Théoriquement, si les décisions concernant les questions de politique de cohésion étaient prises par les Ministres du Budget, elles pourraient avoir des conséquences importantes pour le budget de la politique de cohésion. Compte tenu du climat général de restrictions budgétaires et d'austérité dans les États membres, cela pourrait se traduire par une diminution des ressources consacrées à la politique de cohésion.

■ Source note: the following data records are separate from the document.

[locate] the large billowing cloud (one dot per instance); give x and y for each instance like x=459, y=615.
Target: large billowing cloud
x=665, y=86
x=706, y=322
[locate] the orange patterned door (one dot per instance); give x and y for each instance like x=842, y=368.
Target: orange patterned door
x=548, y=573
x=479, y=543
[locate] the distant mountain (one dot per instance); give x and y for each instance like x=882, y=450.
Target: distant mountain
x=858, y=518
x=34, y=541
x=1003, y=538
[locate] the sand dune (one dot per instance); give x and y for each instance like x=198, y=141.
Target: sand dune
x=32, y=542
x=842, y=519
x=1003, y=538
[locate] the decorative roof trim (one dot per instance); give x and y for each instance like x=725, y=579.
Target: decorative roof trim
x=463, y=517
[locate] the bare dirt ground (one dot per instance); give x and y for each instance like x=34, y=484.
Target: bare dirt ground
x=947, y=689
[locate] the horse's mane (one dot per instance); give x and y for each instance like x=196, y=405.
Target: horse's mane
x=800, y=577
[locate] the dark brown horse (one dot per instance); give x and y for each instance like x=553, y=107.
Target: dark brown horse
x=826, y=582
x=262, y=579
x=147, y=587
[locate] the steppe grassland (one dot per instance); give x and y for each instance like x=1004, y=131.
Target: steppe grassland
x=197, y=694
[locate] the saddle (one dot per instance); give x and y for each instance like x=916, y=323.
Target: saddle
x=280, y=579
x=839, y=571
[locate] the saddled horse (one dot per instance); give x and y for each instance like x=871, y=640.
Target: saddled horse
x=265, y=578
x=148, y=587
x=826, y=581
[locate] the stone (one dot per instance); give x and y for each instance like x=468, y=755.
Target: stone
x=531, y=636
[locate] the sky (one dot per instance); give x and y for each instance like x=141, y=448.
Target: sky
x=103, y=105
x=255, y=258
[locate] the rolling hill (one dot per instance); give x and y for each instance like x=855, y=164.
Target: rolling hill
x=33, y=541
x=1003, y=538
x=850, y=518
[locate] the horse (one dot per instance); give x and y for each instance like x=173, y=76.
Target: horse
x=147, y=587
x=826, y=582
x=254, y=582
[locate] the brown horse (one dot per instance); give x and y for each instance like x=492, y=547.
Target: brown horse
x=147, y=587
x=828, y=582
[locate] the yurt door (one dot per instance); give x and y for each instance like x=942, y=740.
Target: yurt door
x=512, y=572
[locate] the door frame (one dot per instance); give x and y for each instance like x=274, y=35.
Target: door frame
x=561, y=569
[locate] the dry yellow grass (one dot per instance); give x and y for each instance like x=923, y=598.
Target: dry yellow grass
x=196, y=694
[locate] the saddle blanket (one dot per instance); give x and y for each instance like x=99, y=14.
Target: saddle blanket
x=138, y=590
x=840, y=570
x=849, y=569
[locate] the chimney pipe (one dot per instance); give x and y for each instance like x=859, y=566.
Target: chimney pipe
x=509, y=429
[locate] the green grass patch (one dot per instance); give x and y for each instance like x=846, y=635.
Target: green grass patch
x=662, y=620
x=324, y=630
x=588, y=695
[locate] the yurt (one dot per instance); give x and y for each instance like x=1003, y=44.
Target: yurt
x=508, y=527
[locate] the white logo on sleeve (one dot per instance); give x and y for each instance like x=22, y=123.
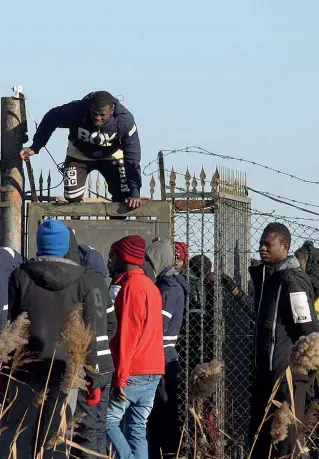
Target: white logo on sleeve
x=300, y=307
x=97, y=138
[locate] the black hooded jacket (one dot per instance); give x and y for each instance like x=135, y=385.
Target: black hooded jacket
x=47, y=289
x=119, y=132
x=284, y=312
x=106, y=322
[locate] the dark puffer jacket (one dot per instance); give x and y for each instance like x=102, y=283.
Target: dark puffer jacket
x=284, y=312
x=105, y=314
x=173, y=288
x=9, y=261
x=47, y=289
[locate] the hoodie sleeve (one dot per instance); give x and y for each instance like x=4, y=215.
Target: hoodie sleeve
x=64, y=116
x=130, y=329
x=301, y=312
x=132, y=154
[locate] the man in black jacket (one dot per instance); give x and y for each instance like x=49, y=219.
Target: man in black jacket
x=47, y=288
x=91, y=432
x=284, y=312
x=102, y=136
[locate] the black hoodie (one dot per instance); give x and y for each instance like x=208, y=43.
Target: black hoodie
x=47, y=289
x=105, y=315
x=284, y=312
x=119, y=132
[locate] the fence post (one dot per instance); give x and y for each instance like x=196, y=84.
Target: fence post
x=160, y=158
x=13, y=135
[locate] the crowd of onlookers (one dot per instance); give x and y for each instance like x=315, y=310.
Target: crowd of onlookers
x=132, y=308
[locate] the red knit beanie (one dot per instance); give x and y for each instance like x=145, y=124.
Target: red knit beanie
x=181, y=251
x=131, y=249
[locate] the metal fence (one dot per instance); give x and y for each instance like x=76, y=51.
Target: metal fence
x=216, y=220
x=218, y=223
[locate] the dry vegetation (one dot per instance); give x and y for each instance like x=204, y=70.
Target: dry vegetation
x=202, y=384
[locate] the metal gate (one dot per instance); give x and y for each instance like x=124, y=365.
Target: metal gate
x=215, y=223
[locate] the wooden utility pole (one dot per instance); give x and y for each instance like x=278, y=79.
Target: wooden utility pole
x=13, y=136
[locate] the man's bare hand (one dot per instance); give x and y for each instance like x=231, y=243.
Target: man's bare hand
x=119, y=394
x=26, y=153
x=133, y=203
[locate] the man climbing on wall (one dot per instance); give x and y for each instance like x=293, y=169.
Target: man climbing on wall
x=102, y=136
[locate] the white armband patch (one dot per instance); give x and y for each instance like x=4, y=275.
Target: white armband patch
x=114, y=290
x=131, y=132
x=300, y=307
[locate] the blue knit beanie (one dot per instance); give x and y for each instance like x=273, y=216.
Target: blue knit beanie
x=53, y=239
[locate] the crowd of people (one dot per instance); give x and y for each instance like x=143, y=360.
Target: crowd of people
x=134, y=306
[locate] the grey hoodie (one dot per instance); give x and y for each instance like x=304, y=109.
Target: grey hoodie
x=161, y=256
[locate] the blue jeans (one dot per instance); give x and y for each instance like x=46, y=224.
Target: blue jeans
x=132, y=442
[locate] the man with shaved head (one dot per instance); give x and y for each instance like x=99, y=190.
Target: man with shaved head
x=102, y=136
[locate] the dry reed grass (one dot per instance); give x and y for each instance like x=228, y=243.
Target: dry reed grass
x=78, y=338
x=282, y=419
x=203, y=380
x=305, y=354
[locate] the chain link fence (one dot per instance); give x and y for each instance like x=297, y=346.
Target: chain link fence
x=219, y=318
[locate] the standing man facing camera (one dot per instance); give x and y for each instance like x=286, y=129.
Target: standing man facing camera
x=102, y=136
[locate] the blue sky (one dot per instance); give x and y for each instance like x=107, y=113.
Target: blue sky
x=239, y=78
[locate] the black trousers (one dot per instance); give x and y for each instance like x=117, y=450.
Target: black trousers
x=25, y=411
x=91, y=431
x=164, y=427
x=261, y=393
x=76, y=172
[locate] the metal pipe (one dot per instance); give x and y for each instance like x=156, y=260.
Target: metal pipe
x=13, y=135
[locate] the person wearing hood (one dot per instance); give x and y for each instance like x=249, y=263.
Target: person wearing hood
x=164, y=441
x=137, y=350
x=47, y=288
x=284, y=312
x=102, y=136
x=90, y=433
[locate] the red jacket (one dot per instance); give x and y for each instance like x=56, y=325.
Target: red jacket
x=137, y=347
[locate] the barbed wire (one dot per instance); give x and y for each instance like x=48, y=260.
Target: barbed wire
x=199, y=150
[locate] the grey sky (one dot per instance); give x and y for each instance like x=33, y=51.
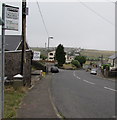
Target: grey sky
x=71, y=24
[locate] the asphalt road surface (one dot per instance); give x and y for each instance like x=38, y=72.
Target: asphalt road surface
x=78, y=94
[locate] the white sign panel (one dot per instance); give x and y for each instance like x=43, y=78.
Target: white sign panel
x=11, y=17
x=36, y=55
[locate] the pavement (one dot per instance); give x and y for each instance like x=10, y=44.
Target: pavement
x=78, y=94
x=37, y=102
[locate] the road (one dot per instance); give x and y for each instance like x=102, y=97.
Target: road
x=78, y=94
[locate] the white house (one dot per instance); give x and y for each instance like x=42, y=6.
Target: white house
x=51, y=56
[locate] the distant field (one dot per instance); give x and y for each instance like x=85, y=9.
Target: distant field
x=86, y=52
x=96, y=53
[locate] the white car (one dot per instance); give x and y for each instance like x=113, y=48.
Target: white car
x=93, y=71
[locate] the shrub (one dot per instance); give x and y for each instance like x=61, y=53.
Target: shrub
x=76, y=63
x=106, y=66
x=81, y=59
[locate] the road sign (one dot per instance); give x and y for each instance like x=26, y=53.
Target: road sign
x=11, y=17
x=36, y=55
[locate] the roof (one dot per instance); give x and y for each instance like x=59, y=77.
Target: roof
x=113, y=56
x=12, y=42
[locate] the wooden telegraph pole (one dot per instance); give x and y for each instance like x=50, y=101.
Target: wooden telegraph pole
x=23, y=35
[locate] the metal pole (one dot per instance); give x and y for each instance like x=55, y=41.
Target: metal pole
x=2, y=66
x=23, y=35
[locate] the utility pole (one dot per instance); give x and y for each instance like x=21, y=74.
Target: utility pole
x=2, y=63
x=23, y=59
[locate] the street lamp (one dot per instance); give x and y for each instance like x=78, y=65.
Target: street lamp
x=49, y=41
x=1, y=21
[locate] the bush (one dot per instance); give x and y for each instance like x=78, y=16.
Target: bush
x=106, y=66
x=81, y=59
x=76, y=63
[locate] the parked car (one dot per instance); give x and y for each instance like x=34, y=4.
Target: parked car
x=93, y=71
x=54, y=69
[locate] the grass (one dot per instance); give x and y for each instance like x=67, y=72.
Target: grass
x=68, y=66
x=96, y=53
x=13, y=98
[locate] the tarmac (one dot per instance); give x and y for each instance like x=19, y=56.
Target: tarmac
x=38, y=103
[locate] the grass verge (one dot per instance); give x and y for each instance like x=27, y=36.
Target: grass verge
x=13, y=98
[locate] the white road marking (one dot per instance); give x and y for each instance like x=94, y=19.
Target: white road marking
x=53, y=105
x=114, y=116
x=110, y=89
x=78, y=77
x=75, y=75
x=89, y=82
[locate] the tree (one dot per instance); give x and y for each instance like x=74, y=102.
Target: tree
x=60, y=55
x=81, y=59
x=76, y=63
x=43, y=57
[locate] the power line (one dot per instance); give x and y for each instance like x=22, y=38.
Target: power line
x=42, y=19
x=97, y=13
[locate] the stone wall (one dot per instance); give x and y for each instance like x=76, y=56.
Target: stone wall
x=13, y=65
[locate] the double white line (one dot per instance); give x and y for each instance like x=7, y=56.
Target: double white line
x=89, y=82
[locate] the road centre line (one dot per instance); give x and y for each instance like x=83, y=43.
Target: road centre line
x=110, y=89
x=75, y=75
x=78, y=77
x=89, y=82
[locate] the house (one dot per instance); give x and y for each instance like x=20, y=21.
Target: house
x=14, y=43
x=13, y=56
x=51, y=56
x=113, y=60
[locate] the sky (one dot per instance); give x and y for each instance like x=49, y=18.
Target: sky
x=89, y=25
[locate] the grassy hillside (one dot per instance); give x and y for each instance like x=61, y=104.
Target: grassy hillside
x=96, y=53
x=85, y=52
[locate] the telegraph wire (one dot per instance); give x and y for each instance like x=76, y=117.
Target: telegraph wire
x=86, y=6
x=42, y=18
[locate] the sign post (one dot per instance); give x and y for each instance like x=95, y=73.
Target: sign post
x=36, y=55
x=10, y=20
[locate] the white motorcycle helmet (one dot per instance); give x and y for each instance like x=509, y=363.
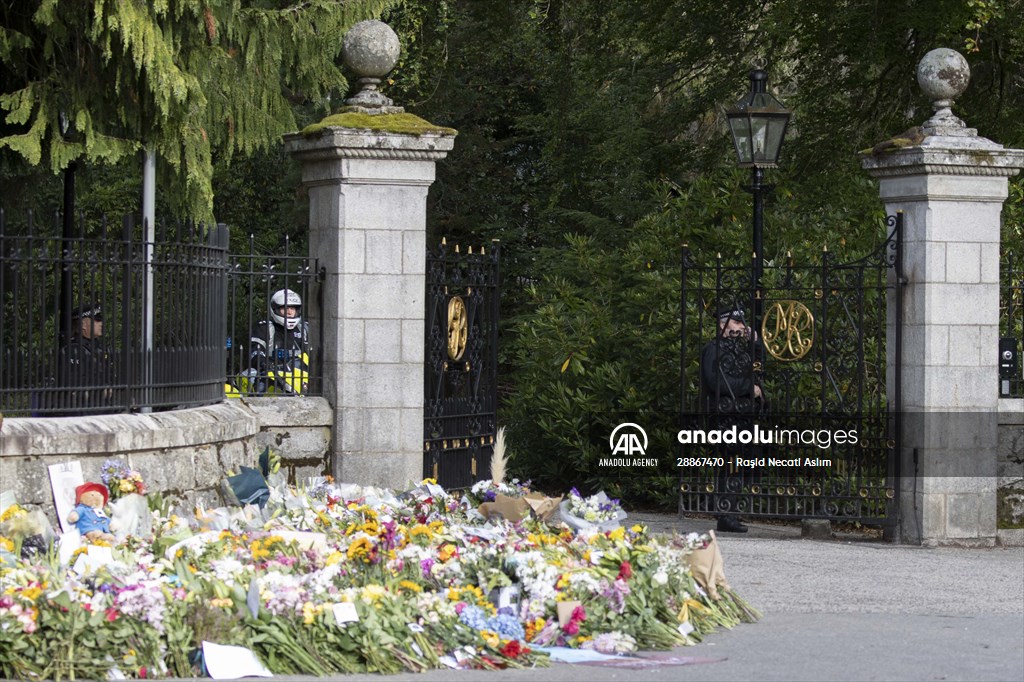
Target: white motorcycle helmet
x=286, y=298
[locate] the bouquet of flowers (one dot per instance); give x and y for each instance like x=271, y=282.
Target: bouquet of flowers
x=596, y=513
x=355, y=580
x=120, y=479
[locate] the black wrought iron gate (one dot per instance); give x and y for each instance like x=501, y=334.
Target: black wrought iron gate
x=820, y=440
x=461, y=390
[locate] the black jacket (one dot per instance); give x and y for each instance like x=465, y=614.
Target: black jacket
x=274, y=347
x=727, y=377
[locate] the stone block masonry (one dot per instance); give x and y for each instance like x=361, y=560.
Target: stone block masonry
x=182, y=454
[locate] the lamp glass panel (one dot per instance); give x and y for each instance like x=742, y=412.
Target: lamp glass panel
x=759, y=138
x=740, y=128
x=776, y=130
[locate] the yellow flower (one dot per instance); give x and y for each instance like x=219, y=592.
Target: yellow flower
x=310, y=611
x=359, y=549
x=446, y=552
x=372, y=593
x=31, y=593
x=258, y=550
x=421, y=529
x=11, y=512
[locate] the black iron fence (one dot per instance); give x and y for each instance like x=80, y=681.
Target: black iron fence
x=785, y=409
x=290, y=363
x=461, y=374
x=1012, y=325
x=96, y=318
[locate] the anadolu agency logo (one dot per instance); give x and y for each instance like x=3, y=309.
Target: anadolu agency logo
x=629, y=445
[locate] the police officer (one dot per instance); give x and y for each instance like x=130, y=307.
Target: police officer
x=279, y=347
x=85, y=364
x=732, y=394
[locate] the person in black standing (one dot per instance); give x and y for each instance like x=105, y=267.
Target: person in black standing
x=86, y=368
x=732, y=395
x=279, y=348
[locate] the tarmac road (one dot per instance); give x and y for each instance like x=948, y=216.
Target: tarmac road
x=840, y=609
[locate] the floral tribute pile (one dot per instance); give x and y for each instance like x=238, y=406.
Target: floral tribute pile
x=341, y=579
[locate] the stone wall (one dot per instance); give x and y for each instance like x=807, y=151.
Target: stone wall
x=1010, y=498
x=182, y=454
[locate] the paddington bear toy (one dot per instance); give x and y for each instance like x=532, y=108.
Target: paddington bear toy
x=88, y=515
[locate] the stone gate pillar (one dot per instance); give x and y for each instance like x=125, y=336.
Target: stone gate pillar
x=367, y=170
x=950, y=185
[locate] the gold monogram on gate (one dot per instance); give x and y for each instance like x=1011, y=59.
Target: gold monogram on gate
x=787, y=330
x=458, y=328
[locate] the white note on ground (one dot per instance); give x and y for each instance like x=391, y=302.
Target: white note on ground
x=227, y=663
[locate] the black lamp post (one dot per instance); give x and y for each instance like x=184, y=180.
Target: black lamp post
x=758, y=125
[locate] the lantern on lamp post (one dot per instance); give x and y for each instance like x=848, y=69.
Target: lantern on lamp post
x=758, y=124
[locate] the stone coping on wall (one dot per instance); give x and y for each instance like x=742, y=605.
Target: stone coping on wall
x=291, y=411
x=118, y=433
x=1012, y=411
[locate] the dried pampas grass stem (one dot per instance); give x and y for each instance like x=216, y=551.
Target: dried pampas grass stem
x=498, y=459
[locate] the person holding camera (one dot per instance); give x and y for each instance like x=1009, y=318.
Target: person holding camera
x=732, y=395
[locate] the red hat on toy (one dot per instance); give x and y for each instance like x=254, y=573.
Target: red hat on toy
x=91, y=487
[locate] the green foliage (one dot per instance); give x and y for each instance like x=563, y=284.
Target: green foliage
x=188, y=79
x=396, y=123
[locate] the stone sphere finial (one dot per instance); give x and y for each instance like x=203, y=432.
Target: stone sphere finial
x=371, y=49
x=943, y=75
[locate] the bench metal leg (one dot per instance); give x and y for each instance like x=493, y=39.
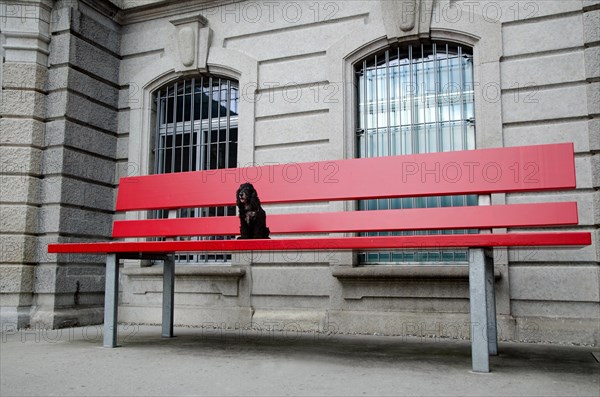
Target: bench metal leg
x=492, y=333
x=111, y=300
x=478, y=287
x=168, y=296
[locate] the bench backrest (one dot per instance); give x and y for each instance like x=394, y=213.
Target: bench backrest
x=485, y=171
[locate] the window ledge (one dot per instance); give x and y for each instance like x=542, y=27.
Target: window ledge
x=188, y=271
x=420, y=272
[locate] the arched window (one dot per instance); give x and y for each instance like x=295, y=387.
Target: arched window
x=196, y=125
x=197, y=129
x=415, y=99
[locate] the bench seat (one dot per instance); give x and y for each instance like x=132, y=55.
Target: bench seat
x=477, y=228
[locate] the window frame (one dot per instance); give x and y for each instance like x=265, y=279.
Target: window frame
x=368, y=94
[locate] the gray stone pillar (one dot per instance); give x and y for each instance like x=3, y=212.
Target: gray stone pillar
x=59, y=139
x=25, y=36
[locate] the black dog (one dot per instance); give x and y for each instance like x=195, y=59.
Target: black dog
x=253, y=219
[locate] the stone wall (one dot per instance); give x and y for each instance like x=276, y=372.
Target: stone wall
x=60, y=113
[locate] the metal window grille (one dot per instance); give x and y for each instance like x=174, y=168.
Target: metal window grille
x=415, y=99
x=197, y=129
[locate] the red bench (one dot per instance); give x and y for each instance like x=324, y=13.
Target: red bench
x=484, y=171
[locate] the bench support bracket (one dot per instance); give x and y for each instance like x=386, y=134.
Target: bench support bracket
x=111, y=300
x=168, y=296
x=484, y=338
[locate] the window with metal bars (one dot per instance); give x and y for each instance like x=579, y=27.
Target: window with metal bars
x=197, y=129
x=415, y=99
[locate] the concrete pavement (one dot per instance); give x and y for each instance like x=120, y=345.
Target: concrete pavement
x=71, y=362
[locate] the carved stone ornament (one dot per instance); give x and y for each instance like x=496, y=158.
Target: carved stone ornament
x=193, y=41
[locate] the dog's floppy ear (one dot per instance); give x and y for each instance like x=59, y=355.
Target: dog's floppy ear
x=254, y=201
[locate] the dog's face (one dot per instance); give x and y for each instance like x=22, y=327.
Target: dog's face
x=245, y=193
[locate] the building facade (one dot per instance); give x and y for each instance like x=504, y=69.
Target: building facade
x=96, y=90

Les politiques qui représentent les principaux secteurs d'activités de l'UE doivent être façonnées, tel que je l'ai déjà indiqué, par les deux colégislateurs par le recours à la procédure législative ordinaire (l'ex-procédure de codécision).

Toutefois, nous devons garder à l'esprit que le Conseil peut déterminer librement ses structures et ses procédures internes, notamment les groupes de travail ou le format et l’agenda des réunions ministérielles. Le Conseil est maître de son propre agenda, et il en va de même pour le Parlement européen. Cette autonomie, en tout état de cause, ne devrait pas influencer l'équilibre des pouvoirs entre les institutions ou le processus politique en soi. Les deux colégislateurs pourraient souhaiter poursuivre les travaux législatifs sur la nouvelle politique régionale en attendant une décision globale sur le cadre financier pluriannuel. Des débats pourraient avoir lieu, ainsi que des tentatives de parvenir à une vision commune sur les mesures politiques avant que les montants globaux soient connus. Alors il sera possible de négocier les montants et les plafonds séparément dans le cadre du CFP avant de fusionner l'ensemble des éléments dans un accord final. La poursuite des travaux, sur une base individuelle ou sur des questions spécifiques, ne devrait pas conduire à perdre une vue d'ensemble de ce qui doit rester une négociation globale, où rien ne peut être considéré comme convenu tant que tout n'est pas décidé.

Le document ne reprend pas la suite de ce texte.